Official Site: LucasFilm

The Star Wars Expanded Universe encompasses all of the officially licensed, fictional background of the Star Wars universe, outside of the six feature films produced by George Lucas. The expanded universe includes books, comic books, video games, spin-off films like Star Wars: The Clone Wars, television series, toy, and other media. This material expands and continues the stories told in the films and, excepting where it contradicts the films, is generally considered canonical. However, George Lucas has viewed it as a separate canon from his movie series.
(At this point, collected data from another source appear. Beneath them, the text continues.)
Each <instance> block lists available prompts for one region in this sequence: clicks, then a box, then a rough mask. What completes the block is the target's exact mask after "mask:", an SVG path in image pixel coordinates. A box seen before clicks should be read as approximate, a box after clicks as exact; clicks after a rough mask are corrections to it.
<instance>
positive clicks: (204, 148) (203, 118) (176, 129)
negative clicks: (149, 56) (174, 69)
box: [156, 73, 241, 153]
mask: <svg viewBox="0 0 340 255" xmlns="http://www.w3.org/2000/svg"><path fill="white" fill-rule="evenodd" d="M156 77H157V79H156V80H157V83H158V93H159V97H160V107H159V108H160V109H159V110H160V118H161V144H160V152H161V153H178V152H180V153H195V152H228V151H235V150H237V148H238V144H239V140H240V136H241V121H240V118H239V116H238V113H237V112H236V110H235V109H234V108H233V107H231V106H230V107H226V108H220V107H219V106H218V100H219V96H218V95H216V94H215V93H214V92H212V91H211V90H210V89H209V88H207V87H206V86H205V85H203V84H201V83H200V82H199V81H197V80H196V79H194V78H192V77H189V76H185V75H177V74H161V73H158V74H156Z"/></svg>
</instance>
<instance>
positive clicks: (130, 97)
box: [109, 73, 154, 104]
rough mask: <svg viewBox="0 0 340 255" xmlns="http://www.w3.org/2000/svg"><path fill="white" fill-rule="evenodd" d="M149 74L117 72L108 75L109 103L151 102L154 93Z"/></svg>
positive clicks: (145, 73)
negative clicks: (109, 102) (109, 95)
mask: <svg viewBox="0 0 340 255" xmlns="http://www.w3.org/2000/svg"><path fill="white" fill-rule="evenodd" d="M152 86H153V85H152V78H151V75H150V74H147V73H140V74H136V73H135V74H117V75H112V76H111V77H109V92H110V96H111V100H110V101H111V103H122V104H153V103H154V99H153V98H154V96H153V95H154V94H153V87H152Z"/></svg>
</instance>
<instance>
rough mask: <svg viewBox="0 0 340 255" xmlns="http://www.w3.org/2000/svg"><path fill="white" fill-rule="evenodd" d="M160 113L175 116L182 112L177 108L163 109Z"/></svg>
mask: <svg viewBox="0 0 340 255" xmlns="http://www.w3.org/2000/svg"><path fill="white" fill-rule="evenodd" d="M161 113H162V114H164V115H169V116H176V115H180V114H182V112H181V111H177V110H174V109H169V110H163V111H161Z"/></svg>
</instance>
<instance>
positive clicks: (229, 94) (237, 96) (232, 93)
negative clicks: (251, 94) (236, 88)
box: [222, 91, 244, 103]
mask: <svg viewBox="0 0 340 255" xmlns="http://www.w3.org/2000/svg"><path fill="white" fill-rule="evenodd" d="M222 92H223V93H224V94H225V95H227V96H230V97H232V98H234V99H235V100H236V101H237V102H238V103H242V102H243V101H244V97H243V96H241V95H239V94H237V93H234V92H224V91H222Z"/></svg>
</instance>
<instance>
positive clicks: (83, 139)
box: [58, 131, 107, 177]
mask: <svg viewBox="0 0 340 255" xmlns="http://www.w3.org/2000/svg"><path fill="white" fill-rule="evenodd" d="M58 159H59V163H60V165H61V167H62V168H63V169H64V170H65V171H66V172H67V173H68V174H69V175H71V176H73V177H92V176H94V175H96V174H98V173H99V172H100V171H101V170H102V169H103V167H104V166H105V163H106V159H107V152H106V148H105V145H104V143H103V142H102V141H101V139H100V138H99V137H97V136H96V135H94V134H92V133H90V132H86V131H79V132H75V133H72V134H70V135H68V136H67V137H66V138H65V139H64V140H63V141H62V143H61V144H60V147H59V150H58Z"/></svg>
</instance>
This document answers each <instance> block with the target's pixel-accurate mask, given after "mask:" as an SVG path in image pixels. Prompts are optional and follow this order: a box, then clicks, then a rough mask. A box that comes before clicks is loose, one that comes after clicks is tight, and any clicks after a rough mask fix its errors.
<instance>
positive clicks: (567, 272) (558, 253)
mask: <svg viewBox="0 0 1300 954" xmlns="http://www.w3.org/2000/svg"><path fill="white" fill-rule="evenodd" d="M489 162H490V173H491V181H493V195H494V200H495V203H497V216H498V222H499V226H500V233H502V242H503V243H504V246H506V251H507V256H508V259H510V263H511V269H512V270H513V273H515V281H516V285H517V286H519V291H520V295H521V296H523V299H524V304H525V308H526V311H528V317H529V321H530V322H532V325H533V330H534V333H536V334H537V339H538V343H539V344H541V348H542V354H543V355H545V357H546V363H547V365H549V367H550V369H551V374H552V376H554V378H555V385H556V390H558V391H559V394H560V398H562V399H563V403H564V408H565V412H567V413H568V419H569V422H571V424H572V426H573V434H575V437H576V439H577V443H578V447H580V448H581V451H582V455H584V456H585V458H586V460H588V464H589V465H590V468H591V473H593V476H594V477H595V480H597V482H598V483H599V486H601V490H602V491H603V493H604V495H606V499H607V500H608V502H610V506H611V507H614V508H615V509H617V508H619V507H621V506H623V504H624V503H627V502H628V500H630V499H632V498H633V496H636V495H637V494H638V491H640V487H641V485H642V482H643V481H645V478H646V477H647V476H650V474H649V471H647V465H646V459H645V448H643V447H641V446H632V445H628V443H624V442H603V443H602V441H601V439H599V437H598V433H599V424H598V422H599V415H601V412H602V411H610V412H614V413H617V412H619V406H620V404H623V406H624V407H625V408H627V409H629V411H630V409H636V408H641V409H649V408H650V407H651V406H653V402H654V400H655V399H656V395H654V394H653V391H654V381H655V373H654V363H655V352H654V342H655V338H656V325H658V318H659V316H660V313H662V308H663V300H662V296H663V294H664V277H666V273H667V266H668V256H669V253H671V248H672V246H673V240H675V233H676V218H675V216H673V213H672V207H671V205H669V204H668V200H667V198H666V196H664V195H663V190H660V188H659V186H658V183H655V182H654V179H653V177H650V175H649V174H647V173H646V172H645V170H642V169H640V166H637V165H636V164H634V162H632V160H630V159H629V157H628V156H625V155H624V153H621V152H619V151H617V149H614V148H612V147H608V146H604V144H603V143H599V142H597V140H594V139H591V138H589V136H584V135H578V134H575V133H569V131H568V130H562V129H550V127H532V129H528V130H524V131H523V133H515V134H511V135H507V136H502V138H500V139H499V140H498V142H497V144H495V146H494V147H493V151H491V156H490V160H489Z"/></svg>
The early development of the Expanded Universe was sporadic and unrefined, particularly because there was so little official material for the creators to build on. For example, the "Expanded Universe" is generally considered to have begun with Alan Dean Foster's February 1978 Star Wars spin-off novel, Splinter of the Mind's Eye (although technically it began with Marvel Comics' Star Wars #7 in January 1978). This novel drew inspiration primarily from an early draft of the Star Wars script and was conceptualized as a possible filmed sequel. Furthermore, while George Lucas was given sole writing credit for the original Star Wars novelization, Alan Dean Foster actually ghost-wrote it, contributing heavily to the Universe in the process. While he worked on the novelization, he was given a copy of the working script and a tour of the production.
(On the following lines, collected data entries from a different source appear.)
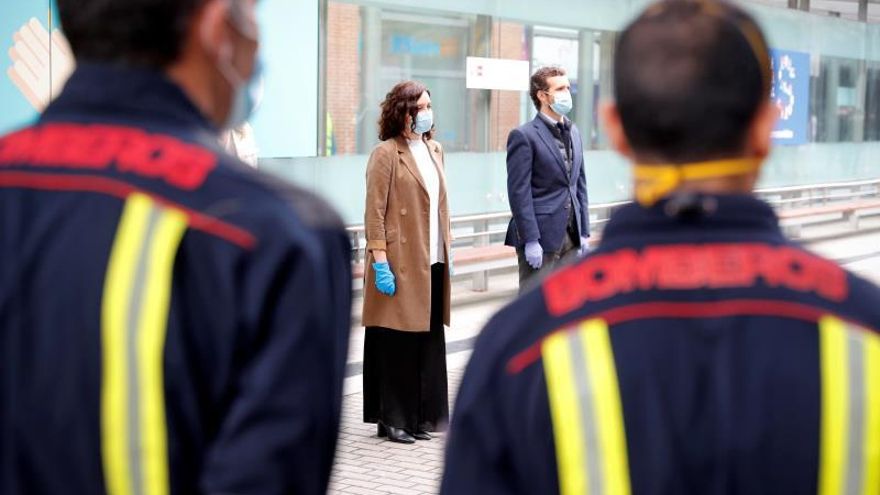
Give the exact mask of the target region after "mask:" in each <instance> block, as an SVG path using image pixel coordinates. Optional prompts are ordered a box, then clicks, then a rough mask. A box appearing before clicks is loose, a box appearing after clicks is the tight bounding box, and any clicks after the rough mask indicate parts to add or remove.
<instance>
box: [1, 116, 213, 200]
mask: <svg viewBox="0 0 880 495" xmlns="http://www.w3.org/2000/svg"><path fill="white" fill-rule="evenodd" d="M16 164H29V165H31V166H43V167H57V168H73V169H87V170H100V169H107V168H109V167H110V166H111V165H112V166H115V168H116V170H118V171H119V172H123V173H131V174H135V175H139V176H142V177H147V178H151V179H160V180H164V181H165V182H167V183H168V184H170V185H172V186H174V187H177V188H180V189H185V190H192V189H196V188H197V187H199V186H201V185H202V184H203V183H204V181H205V179H206V178H207V176H208V174H209V173H210V172H211V170H213V169H214V168H215V167H216V166H217V158H216V157H215V156H214V154H213V153H211V152H209V151H208V150H205V149H203V148H200V147H199V146H196V145H192V144H188V143H184V142H182V141H180V140H178V139H174V138H172V137H170V136H165V135H161V134H149V133H146V132H144V131H141V130H139V129H133V128H128V127H118V126H109V125H78V124H48V125H44V126H40V127H33V128H29V129H25V130H22V131H19V132H17V133H14V134H11V135H9V136H7V137H6V138H4V139H0V167H2V166H4V165H6V166H8V165H16Z"/></svg>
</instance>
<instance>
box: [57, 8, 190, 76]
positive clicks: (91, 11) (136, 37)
mask: <svg viewBox="0 0 880 495" xmlns="http://www.w3.org/2000/svg"><path fill="white" fill-rule="evenodd" d="M205 1H206V0H58V13H59V15H60V17H61V28H62V30H63V31H64V34H65V36H66V37H67V39H68V41H70V47H71V49H72V50H73V54H74V56H75V57H76V58H77V60H86V61H93V62H109V63H114V64H125V65H139V66H148V67H156V68H165V67H167V66H168V65H170V64H171V63H172V62H174V61H175V60H177V59H178V57H179V56H180V52H181V49H182V47H183V42H184V40H185V38H186V33H187V30H188V29H189V27H190V25H191V21H192V18H193V16H194V15H195V14H196V12H197V11H198V9H199V7H201V6H202V4H203V3H205Z"/></svg>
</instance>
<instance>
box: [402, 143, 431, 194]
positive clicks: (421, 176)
mask: <svg viewBox="0 0 880 495" xmlns="http://www.w3.org/2000/svg"><path fill="white" fill-rule="evenodd" d="M396 141H397V154H398V156H399V157H400V161H401V162H402V163H403V166H404V168H406V169H407V170H409V173H411V174H412V175H413V177H415V178H416V181H418V183H419V185H420V186H422V191H424V192H425V194H428V186H426V185H425V180H424V179H423V178H422V174H421V173H420V172H419V167H418V166H417V165H416V157H415V156H413V154H412V151H410V149H409V143H407V142H406V139H404V138H402V137H398V138H397V139H396Z"/></svg>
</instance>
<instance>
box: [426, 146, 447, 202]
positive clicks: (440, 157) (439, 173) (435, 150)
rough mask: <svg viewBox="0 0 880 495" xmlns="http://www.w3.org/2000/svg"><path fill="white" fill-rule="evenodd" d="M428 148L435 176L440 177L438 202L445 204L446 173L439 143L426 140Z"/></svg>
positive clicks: (441, 152) (445, 200)
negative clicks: (439, 183)
mask: <svg viewBox="0 0 880 495" xmlns="http://www.w3.org/2000/svg"><path fill="white" fill-rule="evenodd" d="M427 145H428V150H429V151H430V152H431V159H432V160H434V168H435V169H437V177H438V178H439V179H440V204H441V205H443V204H446V203H445V201H446V173H445V172H444V170H443V167H444V164H443V154H442V152H441V151H440V145H439V144H437V143H436V142H433V141H428V142H427Z"/></svg>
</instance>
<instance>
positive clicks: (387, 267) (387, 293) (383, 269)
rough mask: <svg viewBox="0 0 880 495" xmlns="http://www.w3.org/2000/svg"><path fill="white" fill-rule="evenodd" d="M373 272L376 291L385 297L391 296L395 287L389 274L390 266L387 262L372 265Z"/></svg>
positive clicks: (373, 264)
mask: <svg viewBox="0 0 880 495" xmlns="http://www.w3.org/2000/svg"><path fill="white" fill-rule="evenodd" d="M373 270H375V271H376V289H377V290H378V291H379V292H381V293H382V294H385V295H386V296H393V295H394V292H395V291H396V290H397V286H396V284H395V283H394V274H393V273H391V265H389V264H388V262H387V261H385V262H381V263H373Z"/></svg>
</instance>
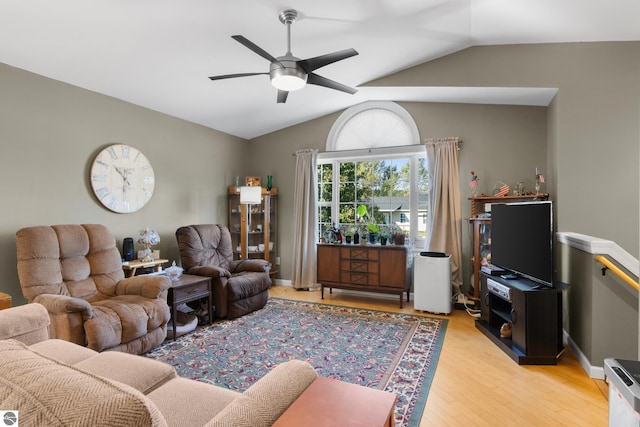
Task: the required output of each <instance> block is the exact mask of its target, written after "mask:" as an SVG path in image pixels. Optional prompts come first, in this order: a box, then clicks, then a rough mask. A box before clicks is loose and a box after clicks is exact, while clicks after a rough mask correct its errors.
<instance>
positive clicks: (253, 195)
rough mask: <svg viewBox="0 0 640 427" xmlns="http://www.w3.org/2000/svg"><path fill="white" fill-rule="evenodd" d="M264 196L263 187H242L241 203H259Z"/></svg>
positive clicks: (241, 192) (240, 200)
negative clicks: (262, 194)
mask: <svg viewBox="0 0 640 427" xmlns="http://www.w3.org/2000/svg"><path fill="white" fill-rule="evenodd" d="M261 198H262V187H247V186H244V187H240V203H242V204H243V205H259V204H260V203H261Z"/></svg>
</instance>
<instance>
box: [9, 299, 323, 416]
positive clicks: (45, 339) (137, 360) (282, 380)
mask: <svg viewBox="0 0 640 427" xmlns="http://www.w3.org/2000/svg"><path fill="white" fill-rule="evenodd" d="M48 325H49V316H48V315H47V310H46V309H45V308H44V307H43V306H42V305H40V304H37V303H34V304H26V305H22V306H17V307H13V308H10V309H6V310H0V366H1V367H2V369H0V409H2V410H14V411H18V415H19V420H18V421H19V423H20V425H21V426H44V425H47V426H54V425H69V426H71V425H76V426H100V425H103V426H115V425H117V426H132V427H134V426H135V427H141V426H189V427H197V426H208V427H214V426H226V427H261V426H270V425H272V424H273V423H274V422H275V421H276V420H277V419H278V418H279V417H280V415H282V414H283V413H284V412H285V410H286V409H287V408H288V407H289V406H290V405H291V404H292V403H293V402H294V401H295V400H296V399H297V398H298V396H300V394H302V392H303V391H304V390H305V389H306V388H307V387H308V386H309V385H310V384H311V383H312V382H313V381H314V380H315V379H316V378H317V374H316V372H315V370H314V369H313V367H312V366H311V365H309V364H308V363H307V362H303V361H299V360H291V361H288V362H286V363H283V364H281V365H278V366H276V367H275V368H274V369H272V370H271V371H269V373H267V374H266V375H265V376H264V377H263V378H261V379H260V380H258V381H257V382H256V383H254V384H253V385H252V386H251V387H250V388H249V389H247V390H246V391H245V392H244V393H239V392H236V391H233V390H228V389H225V388H221V387H217V386H214V385H211V384H206V383H202V382H198V381H194V380H190V379H186V378H181V377H179V376H177V375H176V372H175V370H174V369H173V367H171V366H169V365H167V364H165V363H162V362H159V361H156V360H152V359H149V358H146V357H144V356H137V355H132V354H127V353H121V352H113V351H108V352H103V353H98V352H96V351H94V350H91V349H89V348H86V347H81V346H79V345H77V344H73V343H70V342H68V341H63V340H58V339H48V335H49V334H48V331H47V327H48Z"/></svg>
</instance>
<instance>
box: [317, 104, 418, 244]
mask: <svg viewBox="0 0 640 427" xmlns="http://www.w3.org/2000/svg"><path fill="white" fill-rule="evenodd" d="M326 148H327V150H326V152H325V153H320V154H319V155H318V195H319V200H318V209H319V211H318V220H319V224H318V230H319V232H320V236H319V237H325V238H331V235H332V234H331V230H332V229H333V228H334V227H336V226H339V227H340V228H341V230H342V232H343V234H346V235H353V234H354V233H355V231H356V230H357V231H358V234H359V235H360V236H362V235H363V234H374V233H372V231H373V232H375V231H377V233H375V234H376V237H375V239H376V242H380V241H381V240H382V239H381V237H388V236H389V235H391V234H392V233H394V232H400V231H402V232H403V233H404V234H405V235H406V236H407V237H408V241H409V242H412V243H413V242H415V243H416V245H418V246H419V247H424V239H425V238H426V235H427V229H426V227H427V224H428V221H427V206H428V191H427V190H428V176H429V174H428V173H427V169H426V158H425V149H424V145H422V144H420V136H419V133H418V128H417V126H416V124H415V122H414V120H413V118H412V117H411V115H410V114H409V113H408V112H407V111H406V110H405V109H404V108H402V107H401V106H399V105H398V104H395V103H393V102H366V103H363V104H360V105H357V106H354V107H351V108H349V109H347V110H346V111H345V112H343V113H342V114H341V115H340V116H339V117H338V119H337V120H336V122H335V123H334V124H333V126H332V128H331V131H330V132H329V136H328V138H327V144H326ZM360 206H365V207H366V212H367V214H366V216H365V217H363V216H361V215H359V214H358V208H359V207H360ZM362 210H363V208H361V212H362ZM369 224H371V225H369Z"/></svg>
Much of the early EU material from the early 1980s contained analogies to the real world, rather than embracing the holistic fiction of the Star Wars films. Much of this material now seems rather detached from the rest of the EU.
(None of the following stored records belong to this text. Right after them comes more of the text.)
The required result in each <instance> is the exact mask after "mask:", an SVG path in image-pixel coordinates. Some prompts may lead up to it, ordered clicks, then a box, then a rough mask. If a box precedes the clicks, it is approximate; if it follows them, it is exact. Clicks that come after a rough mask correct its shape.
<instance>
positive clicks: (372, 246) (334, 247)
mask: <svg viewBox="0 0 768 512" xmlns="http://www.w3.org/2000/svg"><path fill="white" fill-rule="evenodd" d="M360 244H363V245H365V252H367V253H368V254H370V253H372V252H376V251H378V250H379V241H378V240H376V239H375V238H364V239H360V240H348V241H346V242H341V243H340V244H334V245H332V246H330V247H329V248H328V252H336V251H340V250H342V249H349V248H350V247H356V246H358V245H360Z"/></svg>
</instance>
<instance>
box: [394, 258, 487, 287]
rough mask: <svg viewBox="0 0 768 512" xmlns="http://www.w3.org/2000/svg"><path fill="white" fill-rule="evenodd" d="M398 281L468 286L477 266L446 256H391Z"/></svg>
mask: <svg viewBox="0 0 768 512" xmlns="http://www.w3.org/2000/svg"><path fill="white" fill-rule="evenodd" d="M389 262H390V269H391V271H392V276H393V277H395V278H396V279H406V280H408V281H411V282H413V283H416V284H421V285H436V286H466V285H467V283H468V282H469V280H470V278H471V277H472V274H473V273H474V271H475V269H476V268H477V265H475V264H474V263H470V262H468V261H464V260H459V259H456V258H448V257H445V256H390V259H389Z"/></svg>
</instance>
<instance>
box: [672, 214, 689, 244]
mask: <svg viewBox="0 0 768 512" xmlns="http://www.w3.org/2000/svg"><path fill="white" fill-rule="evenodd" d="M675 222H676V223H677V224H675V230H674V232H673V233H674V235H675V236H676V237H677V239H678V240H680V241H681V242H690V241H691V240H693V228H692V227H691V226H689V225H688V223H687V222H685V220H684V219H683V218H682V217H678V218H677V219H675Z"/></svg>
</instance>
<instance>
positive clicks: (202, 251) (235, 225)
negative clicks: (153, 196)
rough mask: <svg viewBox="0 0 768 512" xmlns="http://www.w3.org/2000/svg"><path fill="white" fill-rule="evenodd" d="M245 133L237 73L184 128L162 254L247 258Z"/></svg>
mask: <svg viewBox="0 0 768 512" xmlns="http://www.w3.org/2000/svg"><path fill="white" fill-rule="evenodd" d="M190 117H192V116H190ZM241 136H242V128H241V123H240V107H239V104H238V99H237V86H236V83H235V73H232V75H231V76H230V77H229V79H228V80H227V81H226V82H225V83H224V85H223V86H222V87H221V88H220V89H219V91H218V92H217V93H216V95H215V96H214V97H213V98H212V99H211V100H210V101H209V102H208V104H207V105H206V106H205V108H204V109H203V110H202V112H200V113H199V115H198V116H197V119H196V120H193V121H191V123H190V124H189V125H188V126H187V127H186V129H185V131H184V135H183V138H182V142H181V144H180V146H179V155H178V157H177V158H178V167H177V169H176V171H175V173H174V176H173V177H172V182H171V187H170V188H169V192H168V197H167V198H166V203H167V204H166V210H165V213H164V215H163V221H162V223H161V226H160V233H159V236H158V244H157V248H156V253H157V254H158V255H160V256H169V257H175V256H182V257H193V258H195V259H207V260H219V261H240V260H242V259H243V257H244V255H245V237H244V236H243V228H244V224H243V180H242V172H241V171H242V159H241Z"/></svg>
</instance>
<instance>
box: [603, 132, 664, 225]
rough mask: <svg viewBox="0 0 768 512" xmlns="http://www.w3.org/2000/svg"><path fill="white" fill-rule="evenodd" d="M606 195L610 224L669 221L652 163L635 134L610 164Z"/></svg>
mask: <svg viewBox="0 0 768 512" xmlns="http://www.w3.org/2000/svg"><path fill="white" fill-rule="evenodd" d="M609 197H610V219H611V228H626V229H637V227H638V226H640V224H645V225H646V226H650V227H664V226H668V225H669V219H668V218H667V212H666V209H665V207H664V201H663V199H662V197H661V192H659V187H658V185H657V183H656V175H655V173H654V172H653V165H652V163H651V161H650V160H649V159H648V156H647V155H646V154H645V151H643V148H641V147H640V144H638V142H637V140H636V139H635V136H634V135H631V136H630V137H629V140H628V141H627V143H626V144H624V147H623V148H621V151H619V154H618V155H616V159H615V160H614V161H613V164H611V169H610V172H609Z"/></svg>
A turning point was reached when West End Games began publishing the Star Wars Roleplaying Game in 1987. In order for players of the roleplaying game to create new adventures, West End Games needed to provide supplemental material describing the Star Wars universe in previously unknown detail. For example, the Aurebesh alphabet was originally a random piece of set dressing in Return of the Jedi. Stephen Crane copied those symbols and turned them into a complete and coherent alphabet (which would later be used in the feature films). Developing details like this in a consistent fashion turned West End Games' Star Wars products into a de facto reference library for the Star Wars universe, to the point where Lucasfilm actually sent copies of the game supplements to other EU developers to use as source material.